The Stakes of the Russia Inquiry Could Not Be Higher

He wants the biggest vote in America’s election.

Alexey Druzhinin/AFP/Getty Images

Russia’s cyberattack of the 2016 election was more far reaching than previously reported and stretched to election infrastructure in 39 states, Bloomberg reported on Tuesday.

The news demonstrated the incredibly high stakes of the Russia investigation—our very democracy itself—one day after it was reported that President Donald Trump might be considering firing the man in charge of leading that inquiry.

The Bloomberg report came on the heels of the revelation of a leaked National Security Agency document that had assessed Russia had hacked local election officials and a contractor that sells electronic voting systems and equipment. (A 25-year-old government contractor named Reality Winner has been arrested for allegedly leaking that classified document.)

Citing “three people with direct knowledge of the U.S. investigation into the matter,” the new report says that nearly twice the number of states as originally thought were found to have come under cyberattack by these hacking attempts.

Illinois, where hackers reportedly attempted to delete or alter voter data, was apparently used as a case study for investigators trying to determine the extent of the attempts and the scope of the damage.

From Bloomberg:

In early July 2016, a contractor who works two or three days a week at the state board of elections [in Illinois] detected unauthorized data leaving the network, according to Ken Menzel, general counsel for the Illinois board of elections.
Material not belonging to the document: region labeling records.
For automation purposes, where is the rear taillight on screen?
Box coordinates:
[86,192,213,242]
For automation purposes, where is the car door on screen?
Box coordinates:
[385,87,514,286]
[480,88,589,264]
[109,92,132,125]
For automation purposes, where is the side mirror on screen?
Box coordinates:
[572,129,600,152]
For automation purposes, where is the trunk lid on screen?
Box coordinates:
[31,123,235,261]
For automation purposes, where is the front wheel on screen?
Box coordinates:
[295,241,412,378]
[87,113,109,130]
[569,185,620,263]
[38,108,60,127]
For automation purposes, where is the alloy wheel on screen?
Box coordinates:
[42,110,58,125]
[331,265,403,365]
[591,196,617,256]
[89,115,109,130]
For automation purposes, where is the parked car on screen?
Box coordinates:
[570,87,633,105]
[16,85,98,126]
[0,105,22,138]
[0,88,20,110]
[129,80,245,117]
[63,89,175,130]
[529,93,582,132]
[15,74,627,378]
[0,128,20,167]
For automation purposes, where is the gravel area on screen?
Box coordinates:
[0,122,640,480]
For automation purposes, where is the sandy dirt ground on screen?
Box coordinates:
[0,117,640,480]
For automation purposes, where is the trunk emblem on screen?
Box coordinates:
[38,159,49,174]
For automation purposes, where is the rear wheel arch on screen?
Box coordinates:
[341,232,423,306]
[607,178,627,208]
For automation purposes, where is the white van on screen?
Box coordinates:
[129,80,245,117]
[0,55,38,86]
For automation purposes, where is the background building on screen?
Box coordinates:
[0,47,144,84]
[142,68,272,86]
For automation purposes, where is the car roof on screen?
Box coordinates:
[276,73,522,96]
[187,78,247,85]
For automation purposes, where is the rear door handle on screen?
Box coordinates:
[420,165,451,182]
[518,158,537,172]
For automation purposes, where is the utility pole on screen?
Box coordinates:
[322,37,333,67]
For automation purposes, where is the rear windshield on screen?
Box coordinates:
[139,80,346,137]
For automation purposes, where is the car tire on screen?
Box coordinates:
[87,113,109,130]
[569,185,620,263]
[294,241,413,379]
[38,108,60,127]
The hackers had gained access to the state’s voter database, which contained information such as names, dates of birth, genders, driver’s licenses and partial Social Security numbers on 15 million people, half of whom were active voters. As many as 90,000 records were ultimately compromised.

The report said that one theory as to why the cyberattack was not successful in actually influencing vote tallies or tampering with registration rolls was that even “several months of hacking failed to give the attackers the access they needed to master America’s disparate voting systems spread across more than 7,000 local jurisdictions.”
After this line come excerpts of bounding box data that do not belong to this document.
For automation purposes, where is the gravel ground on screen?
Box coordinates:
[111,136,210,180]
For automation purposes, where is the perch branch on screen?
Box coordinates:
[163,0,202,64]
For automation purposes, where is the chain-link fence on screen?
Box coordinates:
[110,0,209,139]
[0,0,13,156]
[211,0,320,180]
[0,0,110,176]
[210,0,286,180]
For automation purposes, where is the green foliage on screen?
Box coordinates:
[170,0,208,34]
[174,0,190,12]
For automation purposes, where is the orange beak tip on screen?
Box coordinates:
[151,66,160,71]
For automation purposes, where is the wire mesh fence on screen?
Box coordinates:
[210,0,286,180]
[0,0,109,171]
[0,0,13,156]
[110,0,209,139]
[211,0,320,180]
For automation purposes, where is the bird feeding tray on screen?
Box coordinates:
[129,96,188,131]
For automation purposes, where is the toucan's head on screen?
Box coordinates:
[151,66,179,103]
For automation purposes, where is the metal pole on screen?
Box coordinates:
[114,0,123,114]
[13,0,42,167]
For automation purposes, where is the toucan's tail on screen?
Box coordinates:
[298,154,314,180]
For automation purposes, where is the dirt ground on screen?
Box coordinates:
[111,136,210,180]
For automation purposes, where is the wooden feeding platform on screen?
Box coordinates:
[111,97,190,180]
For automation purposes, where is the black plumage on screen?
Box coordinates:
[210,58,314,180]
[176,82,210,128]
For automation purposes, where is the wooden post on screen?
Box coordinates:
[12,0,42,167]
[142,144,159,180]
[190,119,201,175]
The publication also reported that the Obama administration decided not to reveal the full scope of the attack publicly for fear that it would undermine the results of the election, which had been deemed to have been fair.

In a December press conference, President Obama said, “We did not see further tampering of the election process” after he personally told Russian President Vladimir Putin to “cut it out” when saw him in early September. This description does not appear to have been true. In fact, Bloomberg reported that in October the Obama administration took the “unprecedented step” of contacting the Kremlin over a secure line to “offer detailed documents of what it said was Russia’s role in election meddling and to warn that the attacks risked setting off a broader conflict.” The Russians reportedly responded by asking for more information, promising to look into the matter, and continuing the hacking.
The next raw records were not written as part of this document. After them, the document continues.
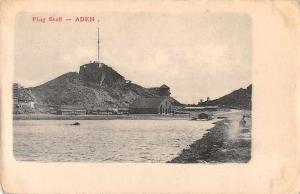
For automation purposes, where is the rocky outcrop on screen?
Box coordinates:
[199,84,252,109]
[30,63,180,108]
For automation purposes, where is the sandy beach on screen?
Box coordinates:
[169,111,251,163]
[13,114,190,120]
The detailed report on this latest evidence is worth reading in full. But considering the hostility of the current president to that Russia probe, it is also worth noting one more potentially ominous passage in the Bloomberg report:

One former senior U.S. official expressed concern that the Russians now have three years to build on their knowledge of U.S. voting systems before the next presidential election, and there is every reason to believe they will use what they have learned in future attacks.